Lagrangian-stochastic modeling of pollutant dispersion in the urban boundary layer over complex terrain, and its comparison to Haifa 2009 tracer campaign
Abstract:Lagrangian stochastic particle models provide a well-established theoretical framework for the description of pollutant dispersion in different atmospheric boundary layer scenarios. Such modeling depends on an adequate description of the turbulent processes. Usually turbulent structure in the surface layer is described in terms of Monin-Obukhov similarity theory (MOST) using universal relationships between scaling parameters. These relationships have been shown to be valid in the case of horizontal homogeneity for stationary turbulence. The description of the turbulent processes above rough surfaces, such as over canopies, is a more complex case. For the urban canopy it was found that under developed stationary turbulence conditions MOST relations are approximately valid (in some cases, with extensions). An even more complex case is that of rough surfaces over topography, as no similarity theory has been established to properly describe the turbulence exchange over heterogeneous surfaces in complex terrain.

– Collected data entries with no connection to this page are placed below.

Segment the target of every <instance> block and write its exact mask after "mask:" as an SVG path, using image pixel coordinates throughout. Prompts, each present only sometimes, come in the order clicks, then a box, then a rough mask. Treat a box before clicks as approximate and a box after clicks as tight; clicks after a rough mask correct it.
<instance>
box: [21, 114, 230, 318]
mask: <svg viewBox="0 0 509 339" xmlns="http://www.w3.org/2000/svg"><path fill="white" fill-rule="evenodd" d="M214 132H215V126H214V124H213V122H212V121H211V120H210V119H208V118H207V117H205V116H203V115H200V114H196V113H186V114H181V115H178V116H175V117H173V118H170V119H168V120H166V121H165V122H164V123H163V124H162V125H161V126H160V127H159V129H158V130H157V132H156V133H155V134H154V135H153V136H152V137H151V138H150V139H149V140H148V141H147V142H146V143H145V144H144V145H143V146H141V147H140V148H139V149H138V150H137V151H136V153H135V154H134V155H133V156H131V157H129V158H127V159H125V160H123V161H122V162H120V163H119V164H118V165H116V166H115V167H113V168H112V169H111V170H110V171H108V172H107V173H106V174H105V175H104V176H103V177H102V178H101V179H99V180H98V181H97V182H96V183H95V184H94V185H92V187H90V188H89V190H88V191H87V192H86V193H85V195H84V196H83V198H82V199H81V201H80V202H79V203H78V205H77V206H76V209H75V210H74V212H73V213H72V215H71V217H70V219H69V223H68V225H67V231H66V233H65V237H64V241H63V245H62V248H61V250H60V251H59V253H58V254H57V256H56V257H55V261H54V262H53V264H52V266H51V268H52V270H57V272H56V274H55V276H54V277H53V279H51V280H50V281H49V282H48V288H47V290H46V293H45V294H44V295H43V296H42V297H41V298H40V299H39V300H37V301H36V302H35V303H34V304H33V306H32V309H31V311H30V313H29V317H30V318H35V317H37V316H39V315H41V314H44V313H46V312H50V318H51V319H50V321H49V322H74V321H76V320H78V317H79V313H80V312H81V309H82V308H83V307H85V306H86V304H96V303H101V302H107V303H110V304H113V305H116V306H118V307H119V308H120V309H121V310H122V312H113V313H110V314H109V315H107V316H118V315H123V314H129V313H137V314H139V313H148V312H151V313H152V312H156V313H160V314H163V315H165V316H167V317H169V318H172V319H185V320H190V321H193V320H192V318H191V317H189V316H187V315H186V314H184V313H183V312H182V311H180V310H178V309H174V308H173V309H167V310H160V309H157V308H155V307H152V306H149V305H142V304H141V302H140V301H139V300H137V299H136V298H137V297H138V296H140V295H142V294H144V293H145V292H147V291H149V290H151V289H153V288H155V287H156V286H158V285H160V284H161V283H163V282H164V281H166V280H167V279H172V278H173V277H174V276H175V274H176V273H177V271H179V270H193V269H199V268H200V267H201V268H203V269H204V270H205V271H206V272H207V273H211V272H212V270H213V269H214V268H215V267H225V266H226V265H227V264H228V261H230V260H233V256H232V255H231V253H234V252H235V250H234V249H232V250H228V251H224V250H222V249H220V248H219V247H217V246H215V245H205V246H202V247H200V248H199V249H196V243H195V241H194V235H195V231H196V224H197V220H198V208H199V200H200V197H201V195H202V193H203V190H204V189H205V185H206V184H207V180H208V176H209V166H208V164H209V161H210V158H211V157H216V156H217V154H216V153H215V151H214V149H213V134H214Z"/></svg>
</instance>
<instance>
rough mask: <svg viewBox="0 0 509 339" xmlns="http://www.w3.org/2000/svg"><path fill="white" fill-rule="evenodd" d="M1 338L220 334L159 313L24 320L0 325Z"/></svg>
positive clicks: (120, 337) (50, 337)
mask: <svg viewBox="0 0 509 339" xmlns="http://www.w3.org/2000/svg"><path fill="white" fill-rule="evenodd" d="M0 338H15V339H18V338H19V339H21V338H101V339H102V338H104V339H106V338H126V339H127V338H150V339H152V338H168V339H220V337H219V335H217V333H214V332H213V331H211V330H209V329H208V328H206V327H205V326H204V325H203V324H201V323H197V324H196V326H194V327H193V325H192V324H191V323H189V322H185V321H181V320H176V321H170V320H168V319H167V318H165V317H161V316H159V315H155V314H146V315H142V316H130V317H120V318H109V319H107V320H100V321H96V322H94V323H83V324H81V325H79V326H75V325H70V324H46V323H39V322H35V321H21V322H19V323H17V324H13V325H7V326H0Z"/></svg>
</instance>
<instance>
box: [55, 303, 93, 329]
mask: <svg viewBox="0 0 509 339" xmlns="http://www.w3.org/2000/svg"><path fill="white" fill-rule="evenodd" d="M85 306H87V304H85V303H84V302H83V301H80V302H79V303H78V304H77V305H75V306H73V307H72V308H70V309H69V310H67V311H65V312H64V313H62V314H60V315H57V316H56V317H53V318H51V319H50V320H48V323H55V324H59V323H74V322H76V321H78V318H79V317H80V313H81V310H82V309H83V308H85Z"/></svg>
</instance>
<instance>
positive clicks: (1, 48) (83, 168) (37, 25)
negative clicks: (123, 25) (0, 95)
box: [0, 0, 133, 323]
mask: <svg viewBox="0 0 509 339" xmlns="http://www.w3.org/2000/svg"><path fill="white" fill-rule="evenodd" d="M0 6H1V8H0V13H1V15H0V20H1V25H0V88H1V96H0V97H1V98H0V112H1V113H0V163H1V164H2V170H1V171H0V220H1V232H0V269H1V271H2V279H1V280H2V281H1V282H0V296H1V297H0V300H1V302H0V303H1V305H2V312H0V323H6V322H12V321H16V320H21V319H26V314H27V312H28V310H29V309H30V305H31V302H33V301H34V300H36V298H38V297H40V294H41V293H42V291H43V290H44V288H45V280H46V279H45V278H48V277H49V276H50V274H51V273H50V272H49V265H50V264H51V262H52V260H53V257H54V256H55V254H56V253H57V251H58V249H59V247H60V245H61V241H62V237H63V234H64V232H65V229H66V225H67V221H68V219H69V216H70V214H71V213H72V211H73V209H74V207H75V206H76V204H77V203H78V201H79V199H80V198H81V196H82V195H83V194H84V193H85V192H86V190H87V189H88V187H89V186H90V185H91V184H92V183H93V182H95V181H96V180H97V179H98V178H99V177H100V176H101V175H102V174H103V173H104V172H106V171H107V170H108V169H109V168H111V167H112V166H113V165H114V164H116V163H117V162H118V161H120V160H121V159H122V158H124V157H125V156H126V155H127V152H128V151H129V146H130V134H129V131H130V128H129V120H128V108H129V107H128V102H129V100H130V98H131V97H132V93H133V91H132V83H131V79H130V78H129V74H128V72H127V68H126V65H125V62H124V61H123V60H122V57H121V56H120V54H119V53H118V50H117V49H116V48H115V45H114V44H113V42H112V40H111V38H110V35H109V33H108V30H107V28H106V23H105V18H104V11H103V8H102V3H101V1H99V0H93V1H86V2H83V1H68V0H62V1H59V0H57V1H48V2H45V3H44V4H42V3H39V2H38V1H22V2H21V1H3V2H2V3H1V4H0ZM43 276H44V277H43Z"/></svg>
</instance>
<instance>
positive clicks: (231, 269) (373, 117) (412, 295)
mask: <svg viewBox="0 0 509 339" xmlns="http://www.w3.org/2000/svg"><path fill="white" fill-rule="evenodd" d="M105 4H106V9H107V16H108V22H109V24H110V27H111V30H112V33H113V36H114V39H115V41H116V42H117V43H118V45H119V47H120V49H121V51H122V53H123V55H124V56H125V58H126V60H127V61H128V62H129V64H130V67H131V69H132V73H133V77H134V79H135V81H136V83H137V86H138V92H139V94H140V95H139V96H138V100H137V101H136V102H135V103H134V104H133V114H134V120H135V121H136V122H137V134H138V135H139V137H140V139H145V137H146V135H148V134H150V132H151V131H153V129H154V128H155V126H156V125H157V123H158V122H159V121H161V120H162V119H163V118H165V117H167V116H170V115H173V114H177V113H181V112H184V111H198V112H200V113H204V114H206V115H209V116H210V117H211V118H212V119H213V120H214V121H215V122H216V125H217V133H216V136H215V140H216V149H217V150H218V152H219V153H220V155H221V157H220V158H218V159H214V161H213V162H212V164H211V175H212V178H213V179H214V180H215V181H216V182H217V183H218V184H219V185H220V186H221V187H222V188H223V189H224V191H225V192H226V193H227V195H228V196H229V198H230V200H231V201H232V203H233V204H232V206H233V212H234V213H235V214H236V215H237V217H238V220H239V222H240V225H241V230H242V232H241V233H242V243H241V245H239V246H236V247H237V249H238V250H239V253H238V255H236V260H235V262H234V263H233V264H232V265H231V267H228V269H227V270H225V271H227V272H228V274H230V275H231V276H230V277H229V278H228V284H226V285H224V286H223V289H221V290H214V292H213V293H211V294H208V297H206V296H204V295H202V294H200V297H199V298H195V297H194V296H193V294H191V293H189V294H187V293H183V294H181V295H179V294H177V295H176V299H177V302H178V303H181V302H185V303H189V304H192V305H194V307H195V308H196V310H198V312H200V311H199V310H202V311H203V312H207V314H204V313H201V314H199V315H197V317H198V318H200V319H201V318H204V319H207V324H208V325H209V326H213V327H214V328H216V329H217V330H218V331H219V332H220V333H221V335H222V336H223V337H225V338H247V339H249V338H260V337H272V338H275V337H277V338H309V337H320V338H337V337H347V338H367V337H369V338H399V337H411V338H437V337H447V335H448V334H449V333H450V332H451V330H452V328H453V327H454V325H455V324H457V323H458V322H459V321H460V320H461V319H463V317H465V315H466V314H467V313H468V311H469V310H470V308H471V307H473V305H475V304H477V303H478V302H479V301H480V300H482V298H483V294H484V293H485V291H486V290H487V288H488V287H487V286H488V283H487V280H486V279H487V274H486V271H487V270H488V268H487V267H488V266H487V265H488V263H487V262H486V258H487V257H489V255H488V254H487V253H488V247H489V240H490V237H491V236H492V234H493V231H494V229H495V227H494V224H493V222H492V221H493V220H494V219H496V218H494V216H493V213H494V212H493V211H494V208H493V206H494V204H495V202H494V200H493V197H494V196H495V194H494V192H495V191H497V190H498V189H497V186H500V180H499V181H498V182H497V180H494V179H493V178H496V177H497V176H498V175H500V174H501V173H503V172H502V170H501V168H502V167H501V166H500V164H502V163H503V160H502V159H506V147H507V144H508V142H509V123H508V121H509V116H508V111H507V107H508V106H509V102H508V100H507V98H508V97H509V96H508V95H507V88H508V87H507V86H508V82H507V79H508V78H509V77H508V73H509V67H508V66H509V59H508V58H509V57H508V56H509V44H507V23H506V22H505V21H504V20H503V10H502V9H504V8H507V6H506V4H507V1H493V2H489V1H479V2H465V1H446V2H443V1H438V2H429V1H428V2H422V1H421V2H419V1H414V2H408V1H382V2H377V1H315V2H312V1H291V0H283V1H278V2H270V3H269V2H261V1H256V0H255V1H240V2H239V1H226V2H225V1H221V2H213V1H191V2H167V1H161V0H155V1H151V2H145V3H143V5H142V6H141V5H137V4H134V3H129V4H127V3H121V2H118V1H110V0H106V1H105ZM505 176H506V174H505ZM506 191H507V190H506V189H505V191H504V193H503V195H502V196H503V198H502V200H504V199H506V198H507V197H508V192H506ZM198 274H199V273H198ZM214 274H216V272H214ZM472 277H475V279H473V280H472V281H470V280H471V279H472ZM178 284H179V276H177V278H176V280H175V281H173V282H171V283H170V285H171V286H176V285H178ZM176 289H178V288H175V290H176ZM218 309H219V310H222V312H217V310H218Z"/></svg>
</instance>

The Haifa 2009 urban tracer meteorological and dispersion campaign is discussed. We model near-neutral stratification using the full velocity fluctuation covariance matrix and the convective stratification using skewed velocity probability density function. Simulations show good agreement with direct tracer measurements. Turbulence parametrizations were adopted based on their accordance with our measurements and with other measurements and fits from the literature. The characteristics of turbulence in the urban area over topography are discussed. It is shown that in conditions of developed stationary turbulence, at most areas, there is in an agreement with MOST predictions. In contrast, in very low wind conditions the turbulent nocturnal boundary layer is not necessarily stationary and is spatially non-homogeneous, as manifested in the pollutant pattern.